Building a model to classify between 133 different breeds of dogs and identify them

**The Road Ahead**

I break the notebook into separate steps to make the steps clear. The following is the steps that I followed during the project building time.

1. Import Datasets
2. Detect Humans
3. Detect Dogs
4. Create a CNN to Classify Dog Breeds (from Scratch)
5. Use a CNN to Classify Dog Breeds (using Transfer Learning)
6. Create a CNN to Classify Dog Breeds (using Transfer Learning)
7. Write your Algorithm
8. Test Your Algorithm

**Step 1: Import Datasets and necessary libraries - The datasets is provided by Udacity.**

In the code cell below, I imported the dataset of dog images. I populated a few variables through the use of the load_files function from the scikit-learn library:

* train_files, validation_files, test_files - numpy arrays containing file paths to images
* train_targets, validation_targets, test_targets - numpy arrays containing onehot-encoded classification labels
* dog_names - list of string-valued dog breed names for translating labels

In [1]:
import numpy as np
from glob import glob
from pathlib import Path
import random
import cv2                
import matplotlib.pyplot as plt                        
%matplotlib inline 
from tqdm import tqdm
import os

import tensorflow as tf
from tensorflow.keras.losses import categorical_crossentropy
from tensorflow.keras.optimizers import Adam

from sklearn.datasets import load_files    
from tensorflow.keras.applications.mobilenet import preprocess_input, decode_predictions 
from tensorflow.keras.preprocessing import image
from tensorflow.keras.preprocessing.image import ImageDataGenerator                  
from tensorflow.keras.layers import Conv2D, MaxPooling2D, GlobalAveragePooling2D
from tensorflow.keras.layers import Dropout, Flatten, Dense
from tensorflow.keras.models import Sequential, Model
from tensorflow.keras.layers import BatchNormalization
from tensorflow.keras.callbacks import ModelCheckpoint 
from io import BytesIO
import requests

from IPython.core.interactiveshell import InteractiveShell
InteractiveShell.ast_node_interactivity = "all"

In [2]:
# define function to load train, test, and validation datasets
def load_dataset(path):
    from keras.utils import np_utils
    data = load_files(path)
    dog_files = np.array(data['filenames'])
    dog_targets = np_utils.to_categorical(np.array(data['target']), 133)
    return dog_files, dog_targets

In [3]:
#Defining Data Directories
basedir = Path(os.getcwd())
data_dir = Path(os.path.join(basedir,'Data'))
train_dir = Path(os.path.join(basedir,'Data/dogImages/train'))
valid_dir = Path(os.path.join(basedir,'Data/dogImages/valid'))
test_dir = Path(os.path.join(basedir,'Data/dogImages/test'))
algo_test_dir = Path(os.path.join(basedir,'test_images'))

In [4]:
# load train, test, and validation datasets
def get_datasets():
    train_files, train_targets = load_dataset(train_dir)
    valid_files, valid_targets = load_dataset(valid_dir)
    test_files, test_targets = load_dataset(test_dir)
    return train_files, train_targets, valid_files, valid_targets, test_files, test_targets

train_files, train_targets, valid_files, valid_targets, test_files, test_targets = get_datasets()

Using TensorFlow backend.


In [5]:
# load list of dog names
dog_names = [item[20:-1] for item in sorted(glob("Data/dogImages/train/*/"))]

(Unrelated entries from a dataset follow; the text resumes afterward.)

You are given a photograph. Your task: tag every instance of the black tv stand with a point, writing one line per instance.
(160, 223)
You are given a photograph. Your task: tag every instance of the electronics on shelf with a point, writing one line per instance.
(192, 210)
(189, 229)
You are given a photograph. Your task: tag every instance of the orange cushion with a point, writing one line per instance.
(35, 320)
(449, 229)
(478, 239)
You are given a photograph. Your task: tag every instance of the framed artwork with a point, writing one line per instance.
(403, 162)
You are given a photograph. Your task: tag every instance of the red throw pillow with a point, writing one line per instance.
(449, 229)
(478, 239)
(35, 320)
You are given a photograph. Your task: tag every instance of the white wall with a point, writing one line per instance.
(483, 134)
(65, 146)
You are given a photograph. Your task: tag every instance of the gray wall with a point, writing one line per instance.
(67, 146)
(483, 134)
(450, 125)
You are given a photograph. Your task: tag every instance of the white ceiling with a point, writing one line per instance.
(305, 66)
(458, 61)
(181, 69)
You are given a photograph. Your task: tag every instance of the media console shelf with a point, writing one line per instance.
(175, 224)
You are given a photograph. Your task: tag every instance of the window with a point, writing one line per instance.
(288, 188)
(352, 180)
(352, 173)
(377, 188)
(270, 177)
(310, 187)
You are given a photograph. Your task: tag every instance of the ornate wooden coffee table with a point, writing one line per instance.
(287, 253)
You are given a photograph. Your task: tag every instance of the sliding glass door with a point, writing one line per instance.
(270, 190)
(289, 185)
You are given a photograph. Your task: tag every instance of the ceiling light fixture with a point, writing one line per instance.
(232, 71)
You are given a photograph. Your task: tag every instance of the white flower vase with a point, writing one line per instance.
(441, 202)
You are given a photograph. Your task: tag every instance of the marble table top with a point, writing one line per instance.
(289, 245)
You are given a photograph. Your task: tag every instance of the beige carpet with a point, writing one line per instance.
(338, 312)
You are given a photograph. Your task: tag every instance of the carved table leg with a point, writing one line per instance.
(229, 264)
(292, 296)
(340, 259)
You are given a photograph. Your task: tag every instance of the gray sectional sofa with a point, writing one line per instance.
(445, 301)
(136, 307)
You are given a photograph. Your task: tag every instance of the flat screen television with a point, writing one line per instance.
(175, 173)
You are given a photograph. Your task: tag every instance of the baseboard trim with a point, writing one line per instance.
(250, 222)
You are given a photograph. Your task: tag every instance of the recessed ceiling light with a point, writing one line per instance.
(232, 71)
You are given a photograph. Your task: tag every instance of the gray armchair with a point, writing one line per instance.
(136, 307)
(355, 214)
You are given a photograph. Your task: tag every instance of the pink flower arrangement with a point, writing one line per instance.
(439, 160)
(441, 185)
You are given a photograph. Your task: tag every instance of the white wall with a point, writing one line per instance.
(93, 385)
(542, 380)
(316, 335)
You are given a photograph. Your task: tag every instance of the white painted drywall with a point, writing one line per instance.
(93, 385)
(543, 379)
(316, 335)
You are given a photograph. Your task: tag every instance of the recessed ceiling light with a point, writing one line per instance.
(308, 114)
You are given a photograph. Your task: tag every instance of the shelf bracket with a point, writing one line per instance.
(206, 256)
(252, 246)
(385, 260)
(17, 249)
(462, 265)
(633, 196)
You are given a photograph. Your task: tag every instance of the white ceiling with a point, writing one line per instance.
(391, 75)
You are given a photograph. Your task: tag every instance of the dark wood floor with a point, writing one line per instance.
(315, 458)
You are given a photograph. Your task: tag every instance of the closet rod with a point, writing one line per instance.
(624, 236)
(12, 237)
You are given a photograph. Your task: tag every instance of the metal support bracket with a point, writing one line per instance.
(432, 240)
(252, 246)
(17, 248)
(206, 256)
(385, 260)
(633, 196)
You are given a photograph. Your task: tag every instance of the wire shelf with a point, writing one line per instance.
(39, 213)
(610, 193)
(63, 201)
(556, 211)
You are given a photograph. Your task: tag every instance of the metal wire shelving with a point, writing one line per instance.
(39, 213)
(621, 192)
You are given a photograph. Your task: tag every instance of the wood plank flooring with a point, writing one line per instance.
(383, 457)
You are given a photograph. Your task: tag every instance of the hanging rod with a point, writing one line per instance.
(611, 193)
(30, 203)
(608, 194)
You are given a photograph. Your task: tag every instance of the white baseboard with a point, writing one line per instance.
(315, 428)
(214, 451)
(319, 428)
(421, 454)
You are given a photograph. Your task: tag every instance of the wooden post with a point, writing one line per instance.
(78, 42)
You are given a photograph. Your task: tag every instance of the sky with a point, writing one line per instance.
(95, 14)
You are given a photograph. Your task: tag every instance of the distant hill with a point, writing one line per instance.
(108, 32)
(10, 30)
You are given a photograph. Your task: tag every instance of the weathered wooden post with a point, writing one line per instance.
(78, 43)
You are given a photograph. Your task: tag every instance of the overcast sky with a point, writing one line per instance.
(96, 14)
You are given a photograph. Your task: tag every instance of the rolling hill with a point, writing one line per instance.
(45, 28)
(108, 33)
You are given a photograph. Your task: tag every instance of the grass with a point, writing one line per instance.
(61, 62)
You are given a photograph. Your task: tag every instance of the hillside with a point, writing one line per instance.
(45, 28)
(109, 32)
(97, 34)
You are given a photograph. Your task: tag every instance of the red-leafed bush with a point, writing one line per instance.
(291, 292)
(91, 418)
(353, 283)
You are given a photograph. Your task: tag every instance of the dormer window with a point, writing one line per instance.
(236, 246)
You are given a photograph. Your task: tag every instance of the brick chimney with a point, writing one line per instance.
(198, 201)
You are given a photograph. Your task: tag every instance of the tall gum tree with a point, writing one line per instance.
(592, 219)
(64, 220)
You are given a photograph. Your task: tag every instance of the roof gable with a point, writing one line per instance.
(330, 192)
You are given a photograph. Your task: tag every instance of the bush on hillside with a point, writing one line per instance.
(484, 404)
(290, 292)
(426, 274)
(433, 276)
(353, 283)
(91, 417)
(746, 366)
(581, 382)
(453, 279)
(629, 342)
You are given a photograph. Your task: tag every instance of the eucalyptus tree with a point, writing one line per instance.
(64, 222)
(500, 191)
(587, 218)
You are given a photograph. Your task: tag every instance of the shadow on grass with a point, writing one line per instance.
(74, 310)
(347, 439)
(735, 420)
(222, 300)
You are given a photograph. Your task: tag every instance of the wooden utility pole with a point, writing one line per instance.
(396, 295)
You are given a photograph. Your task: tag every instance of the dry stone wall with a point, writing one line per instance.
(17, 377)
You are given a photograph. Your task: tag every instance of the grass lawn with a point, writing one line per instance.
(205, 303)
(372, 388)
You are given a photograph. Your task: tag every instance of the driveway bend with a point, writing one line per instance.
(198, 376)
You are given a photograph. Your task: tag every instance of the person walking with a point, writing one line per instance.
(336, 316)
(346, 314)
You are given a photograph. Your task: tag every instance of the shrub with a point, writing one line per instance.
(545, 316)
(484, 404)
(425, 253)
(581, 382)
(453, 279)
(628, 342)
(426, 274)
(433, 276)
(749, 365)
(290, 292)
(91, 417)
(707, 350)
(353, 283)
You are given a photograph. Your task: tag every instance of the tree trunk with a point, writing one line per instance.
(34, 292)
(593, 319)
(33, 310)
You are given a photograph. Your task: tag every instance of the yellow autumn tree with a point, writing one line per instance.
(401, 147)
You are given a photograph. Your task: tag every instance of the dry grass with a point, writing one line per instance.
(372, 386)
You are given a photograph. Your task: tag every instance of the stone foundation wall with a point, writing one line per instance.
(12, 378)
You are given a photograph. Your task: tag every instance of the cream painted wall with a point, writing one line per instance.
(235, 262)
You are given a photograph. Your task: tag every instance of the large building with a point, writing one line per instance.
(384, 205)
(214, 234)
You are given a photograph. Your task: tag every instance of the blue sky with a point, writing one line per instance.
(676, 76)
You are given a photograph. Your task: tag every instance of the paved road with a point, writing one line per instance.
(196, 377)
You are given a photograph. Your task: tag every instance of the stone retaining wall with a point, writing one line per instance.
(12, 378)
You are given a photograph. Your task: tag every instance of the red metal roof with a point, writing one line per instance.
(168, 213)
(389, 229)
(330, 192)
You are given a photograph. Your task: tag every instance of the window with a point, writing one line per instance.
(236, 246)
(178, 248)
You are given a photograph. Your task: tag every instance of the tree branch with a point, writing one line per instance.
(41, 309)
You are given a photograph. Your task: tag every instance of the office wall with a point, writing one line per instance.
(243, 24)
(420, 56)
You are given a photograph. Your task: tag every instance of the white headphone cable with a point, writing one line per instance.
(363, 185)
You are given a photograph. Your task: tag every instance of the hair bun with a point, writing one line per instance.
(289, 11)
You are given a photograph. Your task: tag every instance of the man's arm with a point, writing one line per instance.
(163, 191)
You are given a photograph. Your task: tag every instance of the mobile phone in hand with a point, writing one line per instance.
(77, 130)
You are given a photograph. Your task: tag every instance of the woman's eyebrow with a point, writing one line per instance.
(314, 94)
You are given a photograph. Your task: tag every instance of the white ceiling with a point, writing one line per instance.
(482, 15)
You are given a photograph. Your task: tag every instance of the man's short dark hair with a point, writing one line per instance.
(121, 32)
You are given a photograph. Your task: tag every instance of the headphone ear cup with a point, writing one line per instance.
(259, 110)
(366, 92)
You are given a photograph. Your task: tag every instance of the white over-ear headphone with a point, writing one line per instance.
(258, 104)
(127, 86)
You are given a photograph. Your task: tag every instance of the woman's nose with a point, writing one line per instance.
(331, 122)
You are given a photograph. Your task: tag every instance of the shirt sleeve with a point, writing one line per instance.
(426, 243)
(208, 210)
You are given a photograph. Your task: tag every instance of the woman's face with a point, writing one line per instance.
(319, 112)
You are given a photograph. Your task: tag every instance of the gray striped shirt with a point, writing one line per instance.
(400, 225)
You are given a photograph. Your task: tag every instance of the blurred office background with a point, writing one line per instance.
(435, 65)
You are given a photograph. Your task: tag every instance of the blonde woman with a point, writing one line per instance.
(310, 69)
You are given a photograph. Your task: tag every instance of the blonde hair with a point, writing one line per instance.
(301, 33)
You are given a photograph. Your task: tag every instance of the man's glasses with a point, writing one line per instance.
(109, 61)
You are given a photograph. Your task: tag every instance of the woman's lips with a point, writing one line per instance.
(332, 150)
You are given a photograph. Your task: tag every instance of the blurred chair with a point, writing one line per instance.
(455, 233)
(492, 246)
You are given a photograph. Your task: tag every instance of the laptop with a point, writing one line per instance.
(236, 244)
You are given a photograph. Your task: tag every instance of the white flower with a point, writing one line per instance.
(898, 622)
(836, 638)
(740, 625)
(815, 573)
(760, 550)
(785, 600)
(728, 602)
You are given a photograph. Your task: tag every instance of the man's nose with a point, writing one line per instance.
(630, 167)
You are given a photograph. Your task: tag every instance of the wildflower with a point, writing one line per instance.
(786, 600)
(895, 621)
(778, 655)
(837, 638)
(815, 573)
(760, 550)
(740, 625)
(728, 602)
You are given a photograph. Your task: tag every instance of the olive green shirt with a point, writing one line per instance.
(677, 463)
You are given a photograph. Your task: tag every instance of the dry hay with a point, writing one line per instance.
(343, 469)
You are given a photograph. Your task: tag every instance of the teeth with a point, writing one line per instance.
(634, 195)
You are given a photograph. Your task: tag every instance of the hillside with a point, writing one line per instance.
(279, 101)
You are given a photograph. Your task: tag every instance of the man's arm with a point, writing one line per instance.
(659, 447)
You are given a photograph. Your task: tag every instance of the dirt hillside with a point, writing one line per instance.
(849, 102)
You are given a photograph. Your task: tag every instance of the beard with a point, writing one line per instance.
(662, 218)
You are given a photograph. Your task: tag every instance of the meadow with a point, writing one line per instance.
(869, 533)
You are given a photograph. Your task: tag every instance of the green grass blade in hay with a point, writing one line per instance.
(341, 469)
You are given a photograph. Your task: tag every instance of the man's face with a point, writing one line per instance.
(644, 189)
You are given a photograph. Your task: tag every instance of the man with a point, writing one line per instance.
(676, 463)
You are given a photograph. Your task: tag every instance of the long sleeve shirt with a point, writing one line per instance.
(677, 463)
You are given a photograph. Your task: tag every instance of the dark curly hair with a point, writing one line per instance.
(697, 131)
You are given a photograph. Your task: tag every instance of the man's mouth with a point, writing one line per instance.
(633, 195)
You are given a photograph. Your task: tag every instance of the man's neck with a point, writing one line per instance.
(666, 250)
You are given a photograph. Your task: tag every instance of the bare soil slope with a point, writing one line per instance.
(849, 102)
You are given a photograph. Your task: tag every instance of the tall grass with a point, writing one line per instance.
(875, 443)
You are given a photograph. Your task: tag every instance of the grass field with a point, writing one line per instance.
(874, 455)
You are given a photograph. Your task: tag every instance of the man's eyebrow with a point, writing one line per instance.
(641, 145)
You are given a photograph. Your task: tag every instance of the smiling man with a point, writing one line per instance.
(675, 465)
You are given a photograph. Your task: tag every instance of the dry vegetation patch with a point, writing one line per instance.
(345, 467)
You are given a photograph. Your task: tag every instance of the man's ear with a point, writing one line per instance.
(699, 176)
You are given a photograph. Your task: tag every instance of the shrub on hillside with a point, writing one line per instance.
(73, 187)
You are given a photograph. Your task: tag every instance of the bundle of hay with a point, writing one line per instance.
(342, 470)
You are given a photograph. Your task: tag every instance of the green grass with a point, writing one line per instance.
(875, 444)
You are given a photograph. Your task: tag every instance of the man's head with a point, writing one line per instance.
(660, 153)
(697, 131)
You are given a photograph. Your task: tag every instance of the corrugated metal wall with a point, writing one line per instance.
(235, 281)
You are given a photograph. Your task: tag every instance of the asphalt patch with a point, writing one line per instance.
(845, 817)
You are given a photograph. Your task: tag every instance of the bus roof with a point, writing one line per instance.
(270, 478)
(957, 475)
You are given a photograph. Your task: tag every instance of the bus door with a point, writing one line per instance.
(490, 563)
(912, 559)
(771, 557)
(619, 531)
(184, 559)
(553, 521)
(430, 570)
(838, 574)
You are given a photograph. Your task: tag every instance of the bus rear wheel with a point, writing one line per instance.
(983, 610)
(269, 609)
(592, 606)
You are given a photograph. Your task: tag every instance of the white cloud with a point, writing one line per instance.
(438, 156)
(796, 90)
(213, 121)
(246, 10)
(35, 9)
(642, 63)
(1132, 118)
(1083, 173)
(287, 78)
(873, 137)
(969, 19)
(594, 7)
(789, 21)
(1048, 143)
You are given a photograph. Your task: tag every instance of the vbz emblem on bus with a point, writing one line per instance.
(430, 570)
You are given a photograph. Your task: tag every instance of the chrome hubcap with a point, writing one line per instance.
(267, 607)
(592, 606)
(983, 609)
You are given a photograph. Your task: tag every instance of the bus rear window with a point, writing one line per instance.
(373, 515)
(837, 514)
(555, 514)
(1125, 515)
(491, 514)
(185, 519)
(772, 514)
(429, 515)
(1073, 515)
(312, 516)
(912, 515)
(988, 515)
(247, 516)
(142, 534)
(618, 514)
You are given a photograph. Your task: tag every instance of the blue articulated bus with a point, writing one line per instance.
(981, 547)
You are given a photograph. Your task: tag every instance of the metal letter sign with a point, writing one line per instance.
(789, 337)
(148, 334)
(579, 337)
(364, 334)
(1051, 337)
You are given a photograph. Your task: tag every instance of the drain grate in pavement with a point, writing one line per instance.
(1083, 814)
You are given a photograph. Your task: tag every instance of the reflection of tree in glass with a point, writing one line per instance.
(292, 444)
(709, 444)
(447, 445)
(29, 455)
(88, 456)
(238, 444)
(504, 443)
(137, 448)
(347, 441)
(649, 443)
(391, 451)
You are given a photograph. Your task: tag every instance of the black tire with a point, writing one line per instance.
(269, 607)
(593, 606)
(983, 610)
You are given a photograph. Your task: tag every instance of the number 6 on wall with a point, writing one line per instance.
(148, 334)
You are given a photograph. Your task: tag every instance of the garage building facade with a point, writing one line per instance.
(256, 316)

# print statistics about the dataset
print('There are %d total dog categories.' % len(dog_names))
print('There are %s total dog images.\n' % len(np.hstack([train_files, valid_files, test_files])))
print('There are %d training dog images.' % len(train_files))
print('There are %d validation dog images.' % len(valid_files))
print('There are %d test dog images.'% len(test_files))

There are 133 total dog categories.
There are 8351 total dog images.

There are 6680 training dog images.
There are 835 validation dog images.
There are 836 test dog images.


**Import Human Dataset**

The follwoing cell imports dataset of human images, where the file paths are stored in the numpy array human_files.

In [None]:
random.seed(32)
#Assigning human dataset directory
human_dir = os.path.join(data_dir, 'lfw/*/*')

#Load names from, human dataset directory
human_files = np.array(glob(human_dir))
random.shuffle(human_files)

#Print ststistics about the dataset
print('There are %d total human images.' %len(human_files))

**Step 2: Detect Humans**

I have used OpenCV's implementation of <a href="https://docs.opencv.org/trunk/db/d28/tutorial_cascade_classifier.html"> Haar feature-based cascade classifiers </a>to detect human faces in images. OpenCV provides many pre-trained face detectors, stored as XML files on <a href="https://github.com/opencv/opencv/tree/master/data/haarcascades">Github</a>. I have downloaded one of these detectors and stored it in the haarcascades directory.

In the next code cell, I demonstrate how to use this detector to find human faces in a sample image.

In [None]:
# extract pre-trained face detector
face_cascade = cv2.CascadeClassifier('./Data/haarcascades/haarcascade_frontalface_alt2.xml')

# load color (BGR) image
img = cv2.imread(human_files[3])
# convert BGR image to grayscale
gray = cv2.cvtColor(img, cv2.COLOR_BGR2GRAY)

# find faces in image
faces = face_cascade.detectMultiScale(gray)

# print number of faces detected in the image
print('Number of faces detected:', len(faces))

# get bounding box for each detected face
for (x,y,w,h) in faces:
    # add bounding box to color image
    cv2.rectangle(img,(x,y),(x+w,y+h),(255,0,0),2)
    
# convert BGR image to RGB for plotting
cv_rgb = cv2.cvtColor(img, cv2.COLOR_BGR2RGB)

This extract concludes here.